Black Mirror 3×06 – Odiados Pela Nação

Matheus Fiore - 25 de outubro de 2016

Odiados Pela Nação acompanha a dupla de detetives Karin e Blue, que tentam desvendar a ligação entre duas mortes e a perseguição que as vítimas sofreram nas redes sociais na semana do crime. Em mais uma tacada certeira, Charlie Brooker aqui retrata o discurso de ódio inconsequente das redes sociais e ainda aproveita para construir camadas menores com sutis referências à problemas ambientais e governamentais.
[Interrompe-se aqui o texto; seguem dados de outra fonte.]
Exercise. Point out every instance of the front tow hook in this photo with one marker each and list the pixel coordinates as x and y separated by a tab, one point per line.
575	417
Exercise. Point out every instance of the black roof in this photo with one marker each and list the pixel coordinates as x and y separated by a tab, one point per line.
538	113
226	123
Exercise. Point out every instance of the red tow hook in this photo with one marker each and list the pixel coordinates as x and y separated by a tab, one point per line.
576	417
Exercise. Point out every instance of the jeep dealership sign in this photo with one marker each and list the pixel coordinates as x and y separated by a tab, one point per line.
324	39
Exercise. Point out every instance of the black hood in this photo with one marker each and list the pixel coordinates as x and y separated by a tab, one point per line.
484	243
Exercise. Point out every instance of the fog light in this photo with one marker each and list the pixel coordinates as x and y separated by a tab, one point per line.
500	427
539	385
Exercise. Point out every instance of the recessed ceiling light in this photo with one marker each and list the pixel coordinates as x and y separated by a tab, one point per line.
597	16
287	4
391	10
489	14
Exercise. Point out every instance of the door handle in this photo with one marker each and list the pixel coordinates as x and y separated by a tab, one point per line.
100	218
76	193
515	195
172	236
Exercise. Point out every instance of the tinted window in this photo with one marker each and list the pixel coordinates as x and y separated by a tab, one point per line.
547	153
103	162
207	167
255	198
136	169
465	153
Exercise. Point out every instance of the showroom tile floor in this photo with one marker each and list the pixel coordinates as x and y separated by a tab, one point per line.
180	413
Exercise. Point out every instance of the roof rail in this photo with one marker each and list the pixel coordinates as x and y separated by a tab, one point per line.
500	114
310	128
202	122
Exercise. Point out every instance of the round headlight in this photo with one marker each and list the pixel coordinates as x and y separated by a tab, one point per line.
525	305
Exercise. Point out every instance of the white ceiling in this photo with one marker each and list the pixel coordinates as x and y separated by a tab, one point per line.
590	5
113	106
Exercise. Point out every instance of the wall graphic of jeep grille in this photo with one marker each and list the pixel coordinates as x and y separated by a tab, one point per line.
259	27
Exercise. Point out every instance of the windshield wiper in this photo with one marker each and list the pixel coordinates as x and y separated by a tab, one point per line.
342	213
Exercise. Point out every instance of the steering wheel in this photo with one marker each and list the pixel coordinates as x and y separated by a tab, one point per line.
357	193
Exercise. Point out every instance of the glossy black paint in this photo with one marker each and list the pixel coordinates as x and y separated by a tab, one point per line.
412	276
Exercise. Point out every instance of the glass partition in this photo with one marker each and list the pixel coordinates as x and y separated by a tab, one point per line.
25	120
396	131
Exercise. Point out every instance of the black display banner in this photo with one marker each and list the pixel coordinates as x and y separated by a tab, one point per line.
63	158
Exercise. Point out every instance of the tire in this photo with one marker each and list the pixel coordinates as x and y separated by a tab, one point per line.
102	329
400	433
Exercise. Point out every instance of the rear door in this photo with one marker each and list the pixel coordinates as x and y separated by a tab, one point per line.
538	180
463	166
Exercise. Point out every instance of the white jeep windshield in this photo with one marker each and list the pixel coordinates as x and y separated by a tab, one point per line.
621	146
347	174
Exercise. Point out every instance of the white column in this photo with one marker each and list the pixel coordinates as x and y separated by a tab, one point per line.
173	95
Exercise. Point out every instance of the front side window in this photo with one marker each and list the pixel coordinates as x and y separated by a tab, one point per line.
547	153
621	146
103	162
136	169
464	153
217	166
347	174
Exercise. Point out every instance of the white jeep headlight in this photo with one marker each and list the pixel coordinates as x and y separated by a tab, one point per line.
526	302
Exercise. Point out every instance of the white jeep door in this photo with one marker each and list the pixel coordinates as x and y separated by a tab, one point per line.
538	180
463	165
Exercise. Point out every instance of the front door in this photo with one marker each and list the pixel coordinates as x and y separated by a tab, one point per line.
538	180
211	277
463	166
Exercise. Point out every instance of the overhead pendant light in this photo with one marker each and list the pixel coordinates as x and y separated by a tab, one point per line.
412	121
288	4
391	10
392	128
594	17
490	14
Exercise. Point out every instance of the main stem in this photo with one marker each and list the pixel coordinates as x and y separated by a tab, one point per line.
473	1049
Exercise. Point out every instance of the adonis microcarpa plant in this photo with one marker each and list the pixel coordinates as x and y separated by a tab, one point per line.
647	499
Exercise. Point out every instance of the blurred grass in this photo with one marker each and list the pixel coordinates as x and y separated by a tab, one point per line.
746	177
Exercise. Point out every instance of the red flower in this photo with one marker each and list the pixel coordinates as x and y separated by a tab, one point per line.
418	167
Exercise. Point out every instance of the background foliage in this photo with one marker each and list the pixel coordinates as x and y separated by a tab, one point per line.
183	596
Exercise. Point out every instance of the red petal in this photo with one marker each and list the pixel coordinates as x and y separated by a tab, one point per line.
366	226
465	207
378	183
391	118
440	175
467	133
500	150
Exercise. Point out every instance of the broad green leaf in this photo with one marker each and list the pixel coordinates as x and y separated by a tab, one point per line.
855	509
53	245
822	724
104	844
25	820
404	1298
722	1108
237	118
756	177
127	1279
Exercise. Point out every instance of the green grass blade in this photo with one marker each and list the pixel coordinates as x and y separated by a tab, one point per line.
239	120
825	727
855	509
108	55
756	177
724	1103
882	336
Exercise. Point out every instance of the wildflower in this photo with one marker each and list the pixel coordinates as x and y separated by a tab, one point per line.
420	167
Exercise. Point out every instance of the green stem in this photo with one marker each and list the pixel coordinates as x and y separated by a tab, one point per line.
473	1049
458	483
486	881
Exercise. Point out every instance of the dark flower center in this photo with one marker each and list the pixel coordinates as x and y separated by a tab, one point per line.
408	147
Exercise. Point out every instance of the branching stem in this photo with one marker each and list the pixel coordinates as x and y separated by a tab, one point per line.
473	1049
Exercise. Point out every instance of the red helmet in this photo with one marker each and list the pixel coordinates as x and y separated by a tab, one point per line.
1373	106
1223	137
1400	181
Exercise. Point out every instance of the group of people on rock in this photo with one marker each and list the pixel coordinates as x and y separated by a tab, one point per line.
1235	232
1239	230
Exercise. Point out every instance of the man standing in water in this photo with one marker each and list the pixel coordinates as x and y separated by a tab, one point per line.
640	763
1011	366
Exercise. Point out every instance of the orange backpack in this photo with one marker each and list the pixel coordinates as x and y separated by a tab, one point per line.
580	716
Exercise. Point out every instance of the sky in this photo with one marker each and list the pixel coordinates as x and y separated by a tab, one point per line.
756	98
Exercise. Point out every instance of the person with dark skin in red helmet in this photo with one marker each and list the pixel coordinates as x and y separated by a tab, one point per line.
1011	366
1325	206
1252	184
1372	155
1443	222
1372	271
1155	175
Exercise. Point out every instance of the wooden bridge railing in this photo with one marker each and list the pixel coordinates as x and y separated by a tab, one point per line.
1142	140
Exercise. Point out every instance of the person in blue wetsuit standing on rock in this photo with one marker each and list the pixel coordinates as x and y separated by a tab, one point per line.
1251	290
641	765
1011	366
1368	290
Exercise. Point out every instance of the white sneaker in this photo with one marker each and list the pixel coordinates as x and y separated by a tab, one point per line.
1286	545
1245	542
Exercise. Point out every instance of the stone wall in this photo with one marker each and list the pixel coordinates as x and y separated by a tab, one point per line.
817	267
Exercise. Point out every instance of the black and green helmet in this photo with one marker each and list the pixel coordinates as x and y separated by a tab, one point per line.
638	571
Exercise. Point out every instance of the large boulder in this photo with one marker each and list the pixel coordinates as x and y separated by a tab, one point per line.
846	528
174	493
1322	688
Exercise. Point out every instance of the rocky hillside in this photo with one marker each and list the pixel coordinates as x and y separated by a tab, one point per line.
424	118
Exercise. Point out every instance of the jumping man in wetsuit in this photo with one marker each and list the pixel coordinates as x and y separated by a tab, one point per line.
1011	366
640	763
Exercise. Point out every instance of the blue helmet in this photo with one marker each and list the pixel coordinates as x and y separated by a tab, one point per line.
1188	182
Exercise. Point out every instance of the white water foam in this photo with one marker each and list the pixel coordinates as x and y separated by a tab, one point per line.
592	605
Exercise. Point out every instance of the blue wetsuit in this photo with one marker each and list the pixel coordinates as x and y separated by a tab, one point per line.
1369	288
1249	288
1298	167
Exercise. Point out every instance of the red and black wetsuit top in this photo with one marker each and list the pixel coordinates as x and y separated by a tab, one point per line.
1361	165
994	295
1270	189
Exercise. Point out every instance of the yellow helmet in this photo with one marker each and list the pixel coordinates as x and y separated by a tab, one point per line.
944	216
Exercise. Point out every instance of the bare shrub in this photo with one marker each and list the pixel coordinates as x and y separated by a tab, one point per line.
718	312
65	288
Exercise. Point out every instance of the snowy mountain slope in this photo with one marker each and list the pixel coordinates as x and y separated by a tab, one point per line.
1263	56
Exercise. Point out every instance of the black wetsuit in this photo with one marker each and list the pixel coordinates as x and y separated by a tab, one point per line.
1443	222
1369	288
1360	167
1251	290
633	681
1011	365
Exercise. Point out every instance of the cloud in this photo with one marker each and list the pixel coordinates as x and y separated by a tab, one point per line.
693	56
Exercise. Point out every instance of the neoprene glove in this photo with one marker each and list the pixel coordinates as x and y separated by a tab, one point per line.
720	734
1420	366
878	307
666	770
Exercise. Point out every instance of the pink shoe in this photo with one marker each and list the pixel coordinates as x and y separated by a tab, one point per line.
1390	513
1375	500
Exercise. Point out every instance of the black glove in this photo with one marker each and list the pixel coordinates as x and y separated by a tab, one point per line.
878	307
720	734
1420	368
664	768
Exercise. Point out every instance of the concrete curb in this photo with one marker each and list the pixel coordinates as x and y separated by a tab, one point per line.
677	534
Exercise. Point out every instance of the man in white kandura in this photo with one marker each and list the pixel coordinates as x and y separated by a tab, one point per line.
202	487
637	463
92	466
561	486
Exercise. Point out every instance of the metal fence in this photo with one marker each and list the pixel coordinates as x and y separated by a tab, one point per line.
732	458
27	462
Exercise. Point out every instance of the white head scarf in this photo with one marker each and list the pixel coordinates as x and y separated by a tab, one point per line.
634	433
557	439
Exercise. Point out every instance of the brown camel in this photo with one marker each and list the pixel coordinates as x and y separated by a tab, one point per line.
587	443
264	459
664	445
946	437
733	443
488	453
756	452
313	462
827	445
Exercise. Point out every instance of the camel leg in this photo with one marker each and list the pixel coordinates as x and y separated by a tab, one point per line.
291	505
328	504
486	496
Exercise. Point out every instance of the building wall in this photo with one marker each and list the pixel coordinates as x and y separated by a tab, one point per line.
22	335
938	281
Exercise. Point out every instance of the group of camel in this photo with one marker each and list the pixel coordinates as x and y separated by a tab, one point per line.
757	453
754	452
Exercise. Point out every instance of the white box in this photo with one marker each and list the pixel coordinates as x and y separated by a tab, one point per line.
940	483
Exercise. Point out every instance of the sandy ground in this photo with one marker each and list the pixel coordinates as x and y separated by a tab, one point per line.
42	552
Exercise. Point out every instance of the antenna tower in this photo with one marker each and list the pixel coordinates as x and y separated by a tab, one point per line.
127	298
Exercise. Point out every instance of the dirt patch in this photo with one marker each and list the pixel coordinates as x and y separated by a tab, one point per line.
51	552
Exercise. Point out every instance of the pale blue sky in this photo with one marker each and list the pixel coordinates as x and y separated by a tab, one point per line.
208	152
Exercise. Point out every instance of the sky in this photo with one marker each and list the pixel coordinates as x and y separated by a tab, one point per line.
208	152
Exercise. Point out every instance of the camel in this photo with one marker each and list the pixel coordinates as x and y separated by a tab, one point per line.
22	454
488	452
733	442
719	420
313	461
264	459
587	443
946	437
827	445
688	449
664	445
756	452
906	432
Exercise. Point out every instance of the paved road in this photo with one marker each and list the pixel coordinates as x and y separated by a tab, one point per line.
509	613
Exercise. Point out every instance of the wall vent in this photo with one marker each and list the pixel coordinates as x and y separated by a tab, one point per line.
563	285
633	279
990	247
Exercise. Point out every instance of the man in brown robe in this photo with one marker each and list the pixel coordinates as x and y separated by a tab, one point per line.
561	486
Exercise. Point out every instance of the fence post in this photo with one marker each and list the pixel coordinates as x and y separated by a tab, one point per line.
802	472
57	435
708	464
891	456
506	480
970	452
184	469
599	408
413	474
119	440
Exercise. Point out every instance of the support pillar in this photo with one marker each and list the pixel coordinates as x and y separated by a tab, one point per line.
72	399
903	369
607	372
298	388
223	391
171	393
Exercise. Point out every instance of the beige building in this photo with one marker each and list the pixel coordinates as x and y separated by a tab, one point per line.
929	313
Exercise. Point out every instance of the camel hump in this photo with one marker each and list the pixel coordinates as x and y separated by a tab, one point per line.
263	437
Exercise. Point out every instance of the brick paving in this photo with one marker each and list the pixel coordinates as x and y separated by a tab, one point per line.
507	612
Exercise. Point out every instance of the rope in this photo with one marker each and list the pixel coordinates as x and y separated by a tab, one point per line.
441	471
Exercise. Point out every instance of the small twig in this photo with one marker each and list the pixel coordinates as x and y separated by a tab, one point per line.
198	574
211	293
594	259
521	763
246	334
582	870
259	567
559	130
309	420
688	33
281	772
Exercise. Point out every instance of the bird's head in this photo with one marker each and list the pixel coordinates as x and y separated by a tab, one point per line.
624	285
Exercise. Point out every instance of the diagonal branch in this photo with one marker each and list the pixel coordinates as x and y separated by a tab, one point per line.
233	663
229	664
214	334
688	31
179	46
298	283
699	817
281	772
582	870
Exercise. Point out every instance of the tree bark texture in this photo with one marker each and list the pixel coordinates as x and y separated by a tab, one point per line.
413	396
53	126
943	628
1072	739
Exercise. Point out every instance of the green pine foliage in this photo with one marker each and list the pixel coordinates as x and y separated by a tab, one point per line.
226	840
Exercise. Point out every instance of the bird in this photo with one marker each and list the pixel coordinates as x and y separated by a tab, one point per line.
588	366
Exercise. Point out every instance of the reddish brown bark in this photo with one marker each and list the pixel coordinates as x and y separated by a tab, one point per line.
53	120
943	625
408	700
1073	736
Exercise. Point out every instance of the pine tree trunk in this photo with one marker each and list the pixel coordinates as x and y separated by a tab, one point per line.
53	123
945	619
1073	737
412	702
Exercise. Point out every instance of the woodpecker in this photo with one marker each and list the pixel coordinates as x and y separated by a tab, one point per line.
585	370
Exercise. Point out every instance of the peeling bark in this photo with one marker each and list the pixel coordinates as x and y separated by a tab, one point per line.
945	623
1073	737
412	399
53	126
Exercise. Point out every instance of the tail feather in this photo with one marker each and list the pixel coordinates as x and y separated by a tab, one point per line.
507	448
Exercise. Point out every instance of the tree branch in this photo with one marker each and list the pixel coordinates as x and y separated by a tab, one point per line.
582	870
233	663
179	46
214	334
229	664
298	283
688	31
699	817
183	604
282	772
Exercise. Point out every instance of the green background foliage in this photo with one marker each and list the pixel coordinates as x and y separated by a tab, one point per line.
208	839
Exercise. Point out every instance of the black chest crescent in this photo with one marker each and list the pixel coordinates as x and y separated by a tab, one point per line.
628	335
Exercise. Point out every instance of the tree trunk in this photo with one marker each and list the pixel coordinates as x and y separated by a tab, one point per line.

A história é conduzida de forma muito competente pela direção de James Hawes, que dá um bem-vindo tom policial no primeiro ato e, com auxílio do design de som, cria tensão e transforma o segundo ato num suspense com leves toques de horror. O desenvolvimento dos personagens é natural e a química entre a dupla de detetives protagonista é bem estabelecida em poucos diálogos. Mérito também das boas atuações de Kelly MacDonald e Faye Marsay.

Apesar de sua qualidade narrativa, Odiados Pela Nação encontra problemas no roteiro. Uma pequena cena inserida ainda no começo do episódio escancara algo que deveria ser um mistério posteriormente.  Quando um elemento totalmente alheio à cena é destacado com uso de slow motion, não é difícil prever que este exercerá alguma função no desenrolar da trama.

Há também problemas do roteiro no ato final do episódio. A fim de inserir um grupo de personagens em uma situação específica,  o script força uma atitude de um dos policias que é totalmente aleatória e desconexa, tornando o momento infantil e óbvio, assim como a inserção do elemento do primeiro ato.

Por outro lado, os temas abordados são muito bem explorados. A forma como o episódio mostra a sociedade agindo no efeito manada, projetando ódio em uma figura específica de forma inconsequente, é bem apresentada e causa reflexão instantânea. As críticas ao desdém do estado em relação ao bem-estar da população e à obsessão por controle, que chega a desrespeitar a privacidade individual de cada pessoa, também encontram o espaço devido na narrativa.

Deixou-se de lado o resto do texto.